Si le titre de cet article est pourquoi il faut « écouter » et non « lire » Conan, c’est que l’éditeur SonoBook a sorti une remarquable version audio de l’intégrale initialement publiée chez Bragelonne. On y retrouve même les très instructives introductions de Patrice Louinet. Le comédien Frederic Kneip, qui nous raconter les aventures du Cimmérien comme si nous étions au coin du feu, revient sur le travail accompli :

«  La ligne directrice était toujours d’essayer de rendre cette lecture la plus vivante et passionnante possible, tout en étant extrêmement respectueux des mots et de l’œuvre de l’auteur et d’être assez sobre sur l’interprétation des divers personnages.
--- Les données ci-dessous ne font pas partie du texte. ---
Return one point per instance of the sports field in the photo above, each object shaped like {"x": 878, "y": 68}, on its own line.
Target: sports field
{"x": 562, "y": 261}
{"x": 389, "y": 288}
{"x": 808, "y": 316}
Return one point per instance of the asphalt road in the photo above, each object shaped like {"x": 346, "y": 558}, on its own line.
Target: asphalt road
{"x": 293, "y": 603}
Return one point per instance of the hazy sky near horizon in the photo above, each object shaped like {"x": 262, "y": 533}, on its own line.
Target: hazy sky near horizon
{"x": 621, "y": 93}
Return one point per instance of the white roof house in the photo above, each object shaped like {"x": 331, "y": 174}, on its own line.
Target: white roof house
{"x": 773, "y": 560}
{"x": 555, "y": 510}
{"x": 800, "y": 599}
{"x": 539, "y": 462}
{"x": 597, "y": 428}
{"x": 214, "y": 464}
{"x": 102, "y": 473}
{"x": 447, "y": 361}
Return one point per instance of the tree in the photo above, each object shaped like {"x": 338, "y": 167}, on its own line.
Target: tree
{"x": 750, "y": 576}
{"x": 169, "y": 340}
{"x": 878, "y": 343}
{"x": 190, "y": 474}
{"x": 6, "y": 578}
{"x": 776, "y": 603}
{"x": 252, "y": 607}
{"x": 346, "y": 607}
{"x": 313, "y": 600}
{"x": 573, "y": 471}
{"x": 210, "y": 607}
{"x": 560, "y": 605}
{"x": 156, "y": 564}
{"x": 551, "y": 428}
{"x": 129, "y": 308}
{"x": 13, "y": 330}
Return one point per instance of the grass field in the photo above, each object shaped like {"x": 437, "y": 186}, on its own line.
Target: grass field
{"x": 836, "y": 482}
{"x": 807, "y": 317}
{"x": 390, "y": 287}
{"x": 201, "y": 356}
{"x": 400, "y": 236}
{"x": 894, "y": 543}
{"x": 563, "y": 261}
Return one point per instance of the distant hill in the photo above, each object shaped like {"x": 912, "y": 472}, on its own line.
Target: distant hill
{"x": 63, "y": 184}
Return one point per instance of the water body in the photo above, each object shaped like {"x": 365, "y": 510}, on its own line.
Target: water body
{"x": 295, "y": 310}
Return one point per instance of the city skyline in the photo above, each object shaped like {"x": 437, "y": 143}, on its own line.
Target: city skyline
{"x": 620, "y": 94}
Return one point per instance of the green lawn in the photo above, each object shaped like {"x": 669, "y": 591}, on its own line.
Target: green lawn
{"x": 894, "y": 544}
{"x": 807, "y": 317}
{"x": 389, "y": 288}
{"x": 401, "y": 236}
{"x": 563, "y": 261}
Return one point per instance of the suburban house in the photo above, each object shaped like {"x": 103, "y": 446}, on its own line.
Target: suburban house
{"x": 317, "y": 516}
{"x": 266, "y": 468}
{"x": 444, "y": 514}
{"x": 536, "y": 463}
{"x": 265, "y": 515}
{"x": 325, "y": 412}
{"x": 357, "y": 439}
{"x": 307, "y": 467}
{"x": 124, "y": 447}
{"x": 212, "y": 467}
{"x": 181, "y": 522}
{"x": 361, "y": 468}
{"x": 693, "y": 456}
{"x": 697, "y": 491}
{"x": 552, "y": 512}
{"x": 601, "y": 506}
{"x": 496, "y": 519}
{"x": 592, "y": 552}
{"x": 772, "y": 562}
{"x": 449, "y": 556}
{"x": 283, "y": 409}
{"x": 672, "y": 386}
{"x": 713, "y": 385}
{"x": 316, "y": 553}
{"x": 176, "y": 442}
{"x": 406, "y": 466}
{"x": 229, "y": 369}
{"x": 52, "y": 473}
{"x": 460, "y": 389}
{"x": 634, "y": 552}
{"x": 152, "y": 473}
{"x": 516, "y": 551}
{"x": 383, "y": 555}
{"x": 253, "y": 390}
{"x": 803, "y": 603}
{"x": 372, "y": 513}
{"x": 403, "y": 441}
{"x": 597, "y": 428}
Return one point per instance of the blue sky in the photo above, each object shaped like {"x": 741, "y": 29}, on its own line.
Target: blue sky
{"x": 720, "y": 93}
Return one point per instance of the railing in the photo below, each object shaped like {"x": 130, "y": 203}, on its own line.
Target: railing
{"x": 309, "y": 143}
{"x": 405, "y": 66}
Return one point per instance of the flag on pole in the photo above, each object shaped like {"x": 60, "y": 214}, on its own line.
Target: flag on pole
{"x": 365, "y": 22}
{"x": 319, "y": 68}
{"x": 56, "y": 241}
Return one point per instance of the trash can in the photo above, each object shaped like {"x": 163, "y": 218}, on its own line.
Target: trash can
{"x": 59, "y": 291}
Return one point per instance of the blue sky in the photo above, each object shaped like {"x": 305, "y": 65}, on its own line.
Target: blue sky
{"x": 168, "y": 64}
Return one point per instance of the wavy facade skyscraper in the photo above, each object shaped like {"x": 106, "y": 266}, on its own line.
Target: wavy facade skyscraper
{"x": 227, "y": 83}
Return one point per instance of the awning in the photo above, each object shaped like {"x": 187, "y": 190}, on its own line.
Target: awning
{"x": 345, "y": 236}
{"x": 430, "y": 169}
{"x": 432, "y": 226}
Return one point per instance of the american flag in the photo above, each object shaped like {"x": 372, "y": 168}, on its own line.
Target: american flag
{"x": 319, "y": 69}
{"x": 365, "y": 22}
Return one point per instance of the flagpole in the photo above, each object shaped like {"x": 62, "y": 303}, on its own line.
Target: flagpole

Lorsque j’enregistre, je me dis toujours : ”Et si moi, j’entendais cet enregistrement, me laisserais-je embarquer ? Cela provoquerait-il chez moi émotions, évasion et plaisir ? ” C’est un peu l’image de l’enfant à qui l’on lit une histoire avant de s’endormir.

Pour la voix de Conan, j’ai essayé, et j’espère y être parvenu, de trouver un juste équilibre entre le côté animal, brut, instinctif et sensuel de Conan. Sans oublier que dans l’œuvre d’Howard, Conan est aussi un lettré qui sait lire, écrire et penser, Conan n’est pas juste une brute épaisse avec un QI proche de zéro, bien au contraire. Il y a chez lui, une intelligence instinctive, simple, dans le sens noble du terme, mais une véritable intelligence et souvent un vrai sens de l’humour, de l’autodérision. Conan est plus complexe qu’il n’y paraît de prime abord. »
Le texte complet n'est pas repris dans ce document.